Ann All spoke with Carlos Navarro, chief markeing officer for Elavon, a US Bancorp subsidiary that offers payments services to 1 million customers worldwide. Elavon uses speech analytics technology from Verint Systems to mine recorded calls coming into its call center to identify what it calls "closure triggers." These verbal cues, words or phrases have helped it rescue more than 2,000 at-risk merchant accounts. The algorithms inside Verint's speech analytics application, which at Elavon include a library of more than 500 words and phrases, make correlations to help identify these at-risk accounts.

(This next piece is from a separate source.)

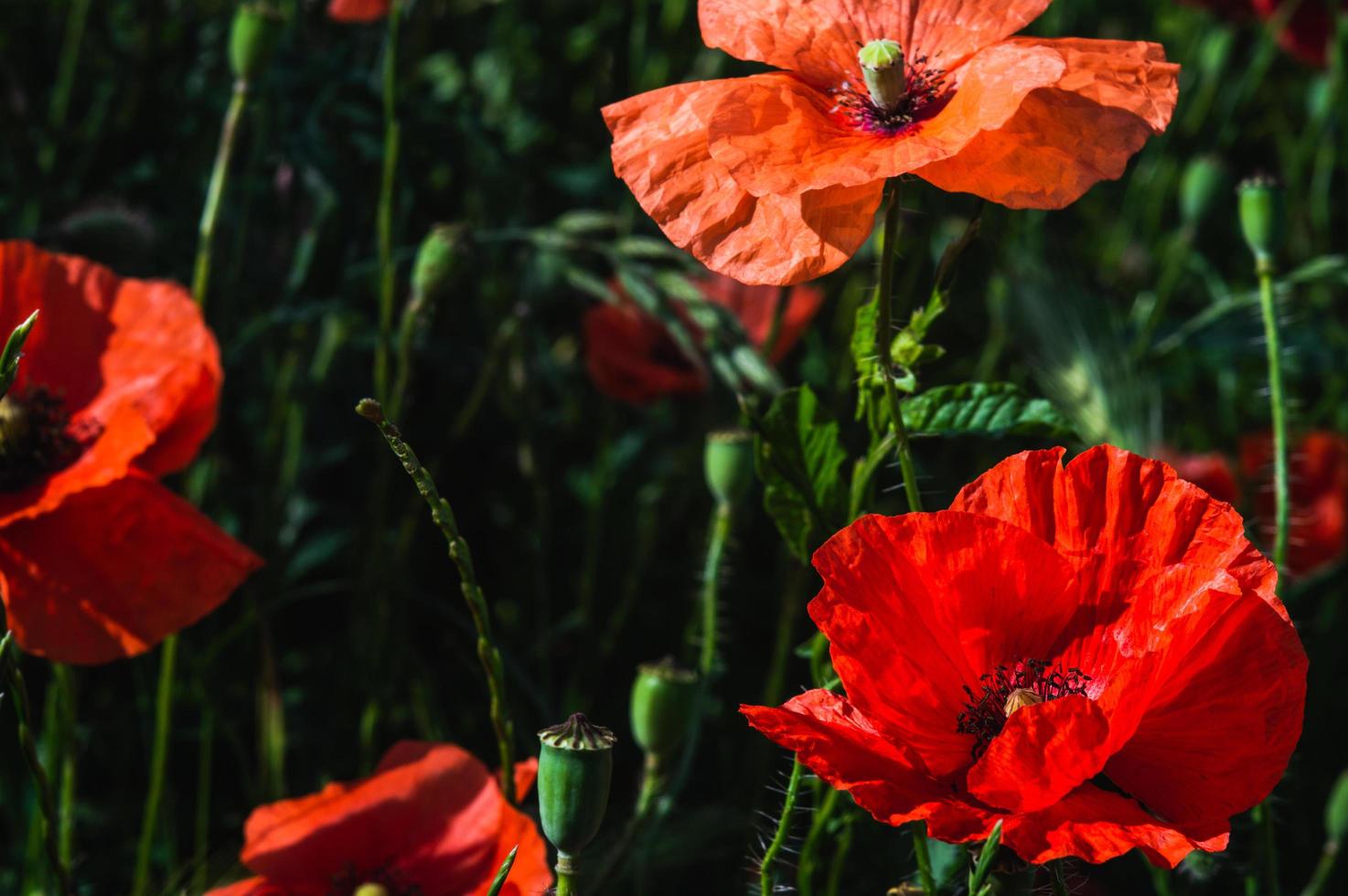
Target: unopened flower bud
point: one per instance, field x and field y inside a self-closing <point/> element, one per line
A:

"It's not an application where you put it in and you're done. It's very much a tool to be used as part of your customer lifecycle management, which is part of your overall customer experience. It's another tool in your overall CRM arsenal."

Carlos Navarro
Chief Marketing Officer

All: What specific call center issues did you hope to address using Verint's application?

Navarro: I knew we could improve our overall customer experience. I had been associated with these types of solutions in the past. First and foremost, we are using the solution to address the customer experience. We were looking for particular phrases and sentence structures that wouldn't necessarily pop up on a traditional customer service end-of-call survey or ranking by a CSR (call center representative). We started with a base library for our industry, but we tweaked that library and added to it to make it very specific to the nomenclature our customers are used to hearing. We build the library and then can add and subtract from it on an ongoing basis. It's a living, breathing organism, in that we add things as topics and issues come up in our industry.

Two years ago we weren't searching for "Durbin" or "Credit Card Protection Act" or "PCI." It can be fairly complex. So for example: If someone says a certain word within a certain proximity to another type of word, or early in the call, or late in the call, it might signal that we need to call the customer back.

While we look for emotion and certain words that can't be repeated, that's not our primary focus. Those are too obvious. We are looking for certain phrases that we felt needed attention, based on our interviews with current merchant customers as well as ones that had left us. We built some sophisticated models based on those interviews.